Uno de los crímenes que más han resonado en las últimas décadas fueron los falsos positivos. Según la Comisión de la verdad fueron 6402 las víctimas. El término Falsos Positivos suena hueco, frío, casi que insensible. No se puede reducir a un concepto un horror: en los tiempos de la Seguridad Democrática los batallones eran recompensados teniendo en cuenta los litros de sangre que podrían mostrar como resultados. La ofensiva contra las guerrillas causó en Alvaro Uribe y sus generales un afán por reportar bajas.

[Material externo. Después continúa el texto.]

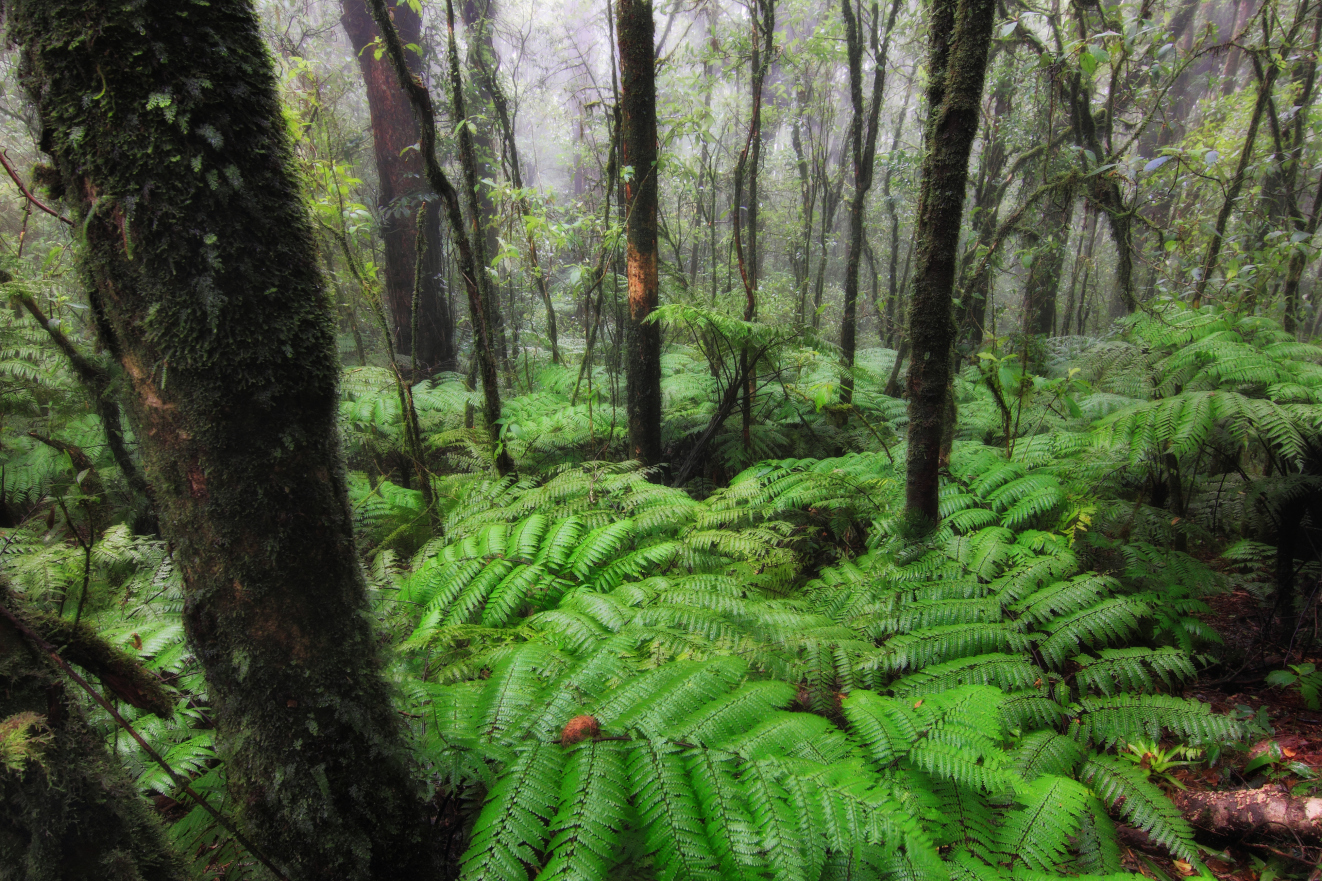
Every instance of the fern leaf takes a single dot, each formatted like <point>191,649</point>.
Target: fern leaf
<point>1125,789</point>
<point>1038,835</point>
<point>592,808</point>
<point>512,828</point>
<point>668,808</point>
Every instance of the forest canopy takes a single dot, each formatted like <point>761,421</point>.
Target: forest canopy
<point>665,439</point>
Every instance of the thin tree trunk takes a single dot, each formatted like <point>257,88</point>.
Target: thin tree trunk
<point>516,171</point>
<point>98,384</point>
<point>763,28</point>
<point>1084,232</point>
<point>1214,246</point>
<point>639,140</point>
<point>402,181</point>
<point>1047,238</point>
<point>477,16</point>
<point>472,267</point>
<point>960,33</point>
<point>863,151</point>
<point>66,810</point>
<point>214,308</point>
<point>894,213</point>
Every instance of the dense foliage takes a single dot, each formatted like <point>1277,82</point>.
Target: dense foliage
<point>747,662</point>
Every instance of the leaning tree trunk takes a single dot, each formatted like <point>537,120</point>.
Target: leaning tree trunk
<point>481,57</point>
<point>471,263</point>
<point>862,135</point>
<point>169,146</point>
<point>1047,238</point>
<point>960,33</point>
<point>639,139</point>
<point>66,807</point>
<point>401,185</point>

Algunos oficiales no lo pensaron dos veces y las órdenes que dieron fue asesinar a inocentes y hacerlos pasar por criminales. Es una acción que es tan demoniaca que no puede ser reducida a nombre. En el 2018, el año en el que el uribismo regresó al poder en el cuerpo de Iván Duque, empezó a germinar lo que después se conocería como el estallido social. Los jóvenes, sobre todo, empezaron a despertar del letargo.

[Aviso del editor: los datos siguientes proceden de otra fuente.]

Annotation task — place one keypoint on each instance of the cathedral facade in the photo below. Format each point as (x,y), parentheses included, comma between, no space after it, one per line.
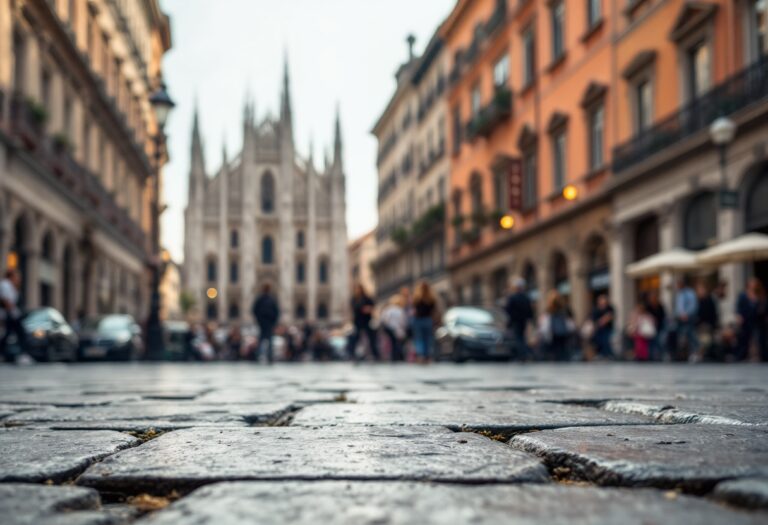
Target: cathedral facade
(267,216)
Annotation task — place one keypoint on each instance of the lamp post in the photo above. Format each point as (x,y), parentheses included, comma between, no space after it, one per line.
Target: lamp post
(162,106)
(722,131)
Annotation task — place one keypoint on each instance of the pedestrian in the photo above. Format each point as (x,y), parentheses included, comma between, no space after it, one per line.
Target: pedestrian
(642,329)
(707,324)
(603,317)
(362,315)
(751,312)
(424,313)
(555,328)
(10,313)
(686,309)
(653,306)
(394,322)
(266,311)
(519,313)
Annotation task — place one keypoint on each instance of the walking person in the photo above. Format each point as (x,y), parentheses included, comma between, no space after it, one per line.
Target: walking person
(751,312)
(555,328)
(394,321)
(10,312)
(686,309)
(266,311)
(519,313)
(603,317)
(424,312)
(362,315)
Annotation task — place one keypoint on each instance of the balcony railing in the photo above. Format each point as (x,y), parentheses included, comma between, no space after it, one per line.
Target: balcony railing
(743,89)
(486,120)
(27,126)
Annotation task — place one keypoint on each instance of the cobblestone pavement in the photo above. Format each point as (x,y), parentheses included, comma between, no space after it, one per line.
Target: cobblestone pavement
(228,444)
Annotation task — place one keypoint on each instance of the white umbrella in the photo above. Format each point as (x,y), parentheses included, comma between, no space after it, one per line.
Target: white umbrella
(674,260)
(746,248)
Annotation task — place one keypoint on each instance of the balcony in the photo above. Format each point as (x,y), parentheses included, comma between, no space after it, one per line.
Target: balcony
(26,128)
(738,92)
(486,120)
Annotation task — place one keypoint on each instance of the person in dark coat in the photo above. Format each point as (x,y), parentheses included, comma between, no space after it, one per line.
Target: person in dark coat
(362,315)
(267,313)
(519,313)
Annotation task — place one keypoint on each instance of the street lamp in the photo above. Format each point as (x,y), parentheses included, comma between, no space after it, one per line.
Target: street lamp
(162,105)
(722,131)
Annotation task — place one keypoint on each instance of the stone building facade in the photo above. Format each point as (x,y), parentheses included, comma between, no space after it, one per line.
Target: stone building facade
(76,132)
(267,216)
(413,175)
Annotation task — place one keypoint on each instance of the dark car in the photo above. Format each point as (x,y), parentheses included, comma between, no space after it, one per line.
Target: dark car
(114,337)
(473,333)
(48,336)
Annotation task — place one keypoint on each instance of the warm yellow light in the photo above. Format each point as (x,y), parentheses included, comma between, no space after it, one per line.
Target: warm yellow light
(570,192)
(12,261)
(507,222)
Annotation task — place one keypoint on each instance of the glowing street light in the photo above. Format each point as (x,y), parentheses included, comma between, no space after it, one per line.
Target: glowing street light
(507,222)
(570,192)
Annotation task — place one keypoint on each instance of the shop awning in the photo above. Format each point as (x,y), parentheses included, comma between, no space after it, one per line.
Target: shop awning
(674,260)
(746,248)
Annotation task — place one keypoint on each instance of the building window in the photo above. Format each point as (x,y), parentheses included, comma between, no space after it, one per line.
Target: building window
(529,56)
(557,13)
(558,160)
(594,13)
(267,193)
(596,119)
(211,271)
(643,105)
(699,68)
(267,251)
(501,72)
(530,191)
(475,100)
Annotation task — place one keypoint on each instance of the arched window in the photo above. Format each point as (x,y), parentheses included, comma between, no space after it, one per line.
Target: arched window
(267,251)
(323,271)
(211,270)
(301,311)
(322,311)
(701,221)
(267,193)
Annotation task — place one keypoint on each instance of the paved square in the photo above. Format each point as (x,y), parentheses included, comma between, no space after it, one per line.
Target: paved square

Los murales empezaron a aparecer en las principales ciudades del país. Pero la capital fue el epicentro de la indignación. En noviembre del 2019 se cometió la primera infamia: uno de los murales, pintados en un lugar clave, como era el de la clave 80 con carrera 30 en el norte de Bogotá, amaneció un día borrado. Según lo denunciaron y comprobaron en su momento el colectio de madres de Soacha, fueron miembros del ejército los que censuraron. Los creadores de los murales fueron el colectivo Puro Veneno. El lugar en donde fue pintado en mural era más que estratégico, era una provocación por su cercanía con la Escuela Militar de Cadetes. Poco después de la denuncia aparecieron pruebas, imágenes de videos donde se veían a los miembros del ejército borrando el mural. Se abría entonces una discusión sobre el arte callejero: ¿Tenía que ser decorativo o no podía perder su poder de denuncia?

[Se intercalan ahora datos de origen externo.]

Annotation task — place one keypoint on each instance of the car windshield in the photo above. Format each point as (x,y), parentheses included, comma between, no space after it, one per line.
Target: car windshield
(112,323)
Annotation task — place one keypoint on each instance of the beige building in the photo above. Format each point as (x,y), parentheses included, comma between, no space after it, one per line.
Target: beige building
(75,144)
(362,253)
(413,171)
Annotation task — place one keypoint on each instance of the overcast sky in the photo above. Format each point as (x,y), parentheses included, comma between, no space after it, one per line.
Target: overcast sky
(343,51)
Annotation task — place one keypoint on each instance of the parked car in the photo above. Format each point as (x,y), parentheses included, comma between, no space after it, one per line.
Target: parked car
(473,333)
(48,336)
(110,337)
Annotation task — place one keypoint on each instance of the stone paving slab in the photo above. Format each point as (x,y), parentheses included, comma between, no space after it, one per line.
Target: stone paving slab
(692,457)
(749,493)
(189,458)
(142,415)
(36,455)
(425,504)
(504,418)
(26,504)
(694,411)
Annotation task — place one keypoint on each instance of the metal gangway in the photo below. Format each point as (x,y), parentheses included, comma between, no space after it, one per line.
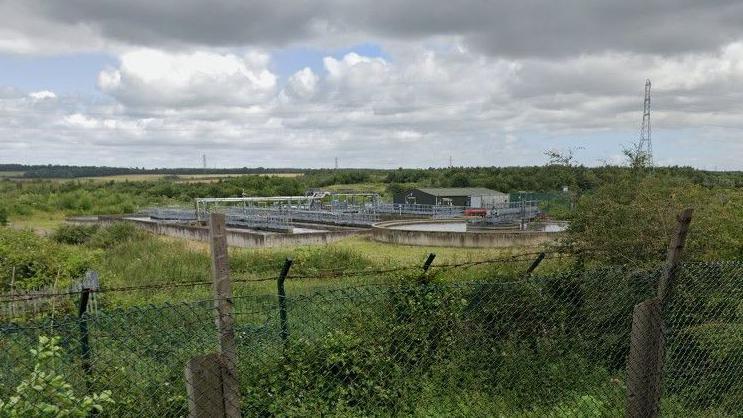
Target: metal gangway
(434,211)
(513,212)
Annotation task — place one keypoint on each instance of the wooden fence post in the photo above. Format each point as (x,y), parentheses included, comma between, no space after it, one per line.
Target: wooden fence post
(223,305)
(647,343)
(645,362)
(675,248)
(204,387)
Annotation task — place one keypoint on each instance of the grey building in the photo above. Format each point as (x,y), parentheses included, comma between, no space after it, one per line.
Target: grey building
(474,197)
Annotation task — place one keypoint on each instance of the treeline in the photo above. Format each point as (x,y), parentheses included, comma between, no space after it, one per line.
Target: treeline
(550,178)
(506,179)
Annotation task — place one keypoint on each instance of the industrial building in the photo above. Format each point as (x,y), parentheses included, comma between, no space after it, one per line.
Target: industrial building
(473,197)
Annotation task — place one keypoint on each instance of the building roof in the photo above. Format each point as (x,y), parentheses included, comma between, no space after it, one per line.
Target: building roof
(459,191)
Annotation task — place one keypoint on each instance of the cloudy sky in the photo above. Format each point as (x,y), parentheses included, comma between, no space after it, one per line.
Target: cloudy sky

Cuatro años después el estigma de la censura sigue flotando. A finales del 2024, gracias a las diligencias de la Juridicción Especial para la Paz, se descubrieron dos cuerpos en La Escombrera, el lugar de la Comuna 13 de Medellín en donde habrían sido enterrados más de cien desaparecidos de la Operación Orión, desarrollada en octubre del 2003. Colectivos de artistas callejeros decidieron pintar un mural en un lugar clave de Medellín, el deprimido del Terminal del Norte, una zona ampliamente transitada. El mural era un homenaje a las madres que han denunciado, durante más de dos décadas, que la Escombrera no es más que una de las innumerables fosas comunes que tiene Colombia, por eso decía en una frase que tenía el peso de un manifiesto: “Las cuchas tenían razón”. La orden de la alcaldía de Federico Gutiérrez fue la de echarle pintura gris. Fue como apagar un incendio con gasolina.